Was ich da erlebt habe ist übrigens dasselbe, was Verena in ihrem Beitrag Wutenergie ausgedrückt hat. Der Unterschied ist nur, dass ich keinen Wutanfall gebraucht habe. Aber die Essenz ist dieselbe. Verena hat sich in ihrem Wutausbruch aufgelehnt gegen die Regeln, die in ihrem System waren. Sie hat ja auch geschrieben: „Ich will das und das tun dürfen. Ich will alles falsch machen dürfen.“ Ihr Wutausbruch hat ihr dazu verholfen, so einige Regeln wegzuwischen und sich selbst zu erlauben zu sein, wie immer sie gerade ist.
Ich sage immer wieder, dass Wut gut ist. Solange sie sich nicht gegen andere Menschen richtet, was aber erwachende Menschen überhaupt nicht befürchten müssen. Wut kommt von ganz tief innen, von einem sehr göttlichen Teil in dir. Sie weist sehr deutlich darauf hin, was in deinem Leben nicht in Ordnung ist.
Vor vielen Jahren hatte ich mehrere Wutanfälle. Nicht zuletzt habe ich meine Erleuchtung in einem Wutanfall erlebt. Später habe ich mir manchmal gewünscht, einen Wutanfall zu haben, weil es wirklich Klärungsbedarf in mir gab. Aber es ist keiner mehr gekommen. In mir gibt es eben kaum mehr etwas, wogegen ich mich wirklich auflehnen müsste. Und so konnte ich mir ganz normal sagen: „Ich darf das!“
Kommentare
Kam jetzt gerade zu rechter…
Kam jetzt gerade zu rechter Zeit. Dein Beitrag ein ituepfelchen in meinem Erleben. Dankeschön!! ❤️
(Kein Betreff)
Fundamental wichtig! Ich…
Fundamental wichtig! Ich liebe diesen Beitrag .
Ganz besonders dieser Abschnitt ist so enorm wertvoll für mich:
Genau so ist es - wie unglaublich treffend du das in Worte gepackt hast.
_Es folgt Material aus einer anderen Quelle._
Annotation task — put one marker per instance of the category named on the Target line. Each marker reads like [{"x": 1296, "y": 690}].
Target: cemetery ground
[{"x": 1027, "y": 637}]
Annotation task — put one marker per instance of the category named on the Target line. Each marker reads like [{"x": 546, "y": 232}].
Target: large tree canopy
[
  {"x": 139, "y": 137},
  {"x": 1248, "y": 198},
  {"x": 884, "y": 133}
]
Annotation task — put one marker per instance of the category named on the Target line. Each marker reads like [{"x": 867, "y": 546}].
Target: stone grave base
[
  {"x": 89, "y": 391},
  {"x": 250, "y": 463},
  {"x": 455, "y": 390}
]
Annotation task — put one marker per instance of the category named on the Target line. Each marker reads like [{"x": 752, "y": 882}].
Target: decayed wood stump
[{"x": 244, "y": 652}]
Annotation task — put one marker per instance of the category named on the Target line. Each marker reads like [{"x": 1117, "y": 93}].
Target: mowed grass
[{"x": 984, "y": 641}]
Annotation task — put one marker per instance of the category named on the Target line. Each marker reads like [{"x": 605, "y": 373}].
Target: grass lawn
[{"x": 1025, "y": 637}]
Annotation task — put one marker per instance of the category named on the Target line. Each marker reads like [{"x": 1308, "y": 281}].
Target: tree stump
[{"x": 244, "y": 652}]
Das hilft mir so sehr, es nochmals deutlicher wahrzunehmen, denn immer wieder ertappe ich mich dabei, dass ich Regeln befolge, die auf meiner Weisheit basieren. Dadurch hinterfrage ich sie nicht und halte mich dann daran. Bis ich mir dann irgendwann meiner wieder aufgestellten Regeln bewusst werde und mit einer befreienden Wutenergie entlassen kann. Das fühlt sich dann wie ein Freudenfest an. Irgendwann werden sie sich aber immer weniger anstauen, sondern sehr schnell und klar für mich erkennbar sein - dann fällt der Wutausbruch weg - freuen kann ich mich dann sicher trotzdem .
Ja, Verena, das ist in der…
Ja, Verena, das ist in der Tat eine wichtige Stelle in meinem Beitrag. Und dieser Mechanismus ist richtig fies, weil man ihn ziemlich lange nicht sieht. Der kann so einiges über den Haufen werfen und dem Menschen das Leben schwer machen.
Ich weiß auch, dass du das aus eigener Erfahrung kennst und habe schon vermutet, dass dich diese Passage anspricht.